65816 indirect threaded NEXT

dclxvi · Post by **dclxvi** » Fri Feb 04, 2005 7:54 am

In his "Zero" Overhead Forth Interrupts article, Garth mentions a four instruction (non-IRQ section) NEXT. I'm not sure which four instructions he has in mind there, but I'd thought point out that a two instruction indirect threaded NEXT routine is possible on the 65816, namely:

Code: Select all

PLX
JMP (0,X)

X is Forth's W register, and S (the 65816 stack pointer!) is Forth's IP register.

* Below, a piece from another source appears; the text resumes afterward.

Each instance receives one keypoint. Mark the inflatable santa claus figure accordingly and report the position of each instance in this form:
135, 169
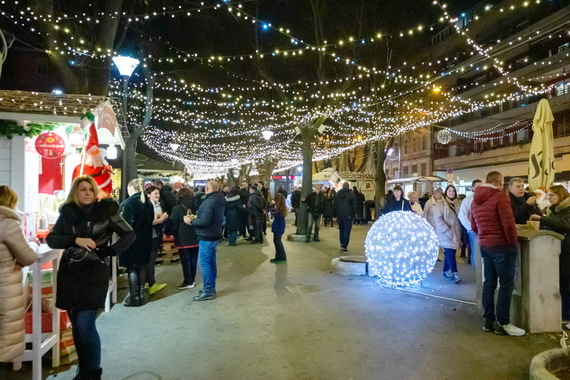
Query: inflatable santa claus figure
93, 164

This NEXT routine is only 11 cycles long, which is faster than a JSR RTS pair in subroutine threading. (As kc5tja & I have alluded to in other forum posts, optimization possibilities are available to eliminate many JSRs and RTSs in subroutine threading.) Since this indirect threaded NEXT only takes 4 bytes, it can be placed inline rather than using JMP NEXT, adding 1 byte per primitive, but saving 3 cycles.

This particular NEXT implementation is not as impractical as it may seem at first. On the 65816, it's usually just as convenient to keep TOS in the accumulator. This makes using the Y register as the data stack pointer (where the nth cell on the data stack is n-2,Y) much more efficient, since it offsets the fact that there are no ASL, INC, etc. indexed by Y instructions. A word such as D2*, where the second cell on the data stack is shifted, will be less efficient than if X were the data stack pointer, but these sorts of words are not all that common.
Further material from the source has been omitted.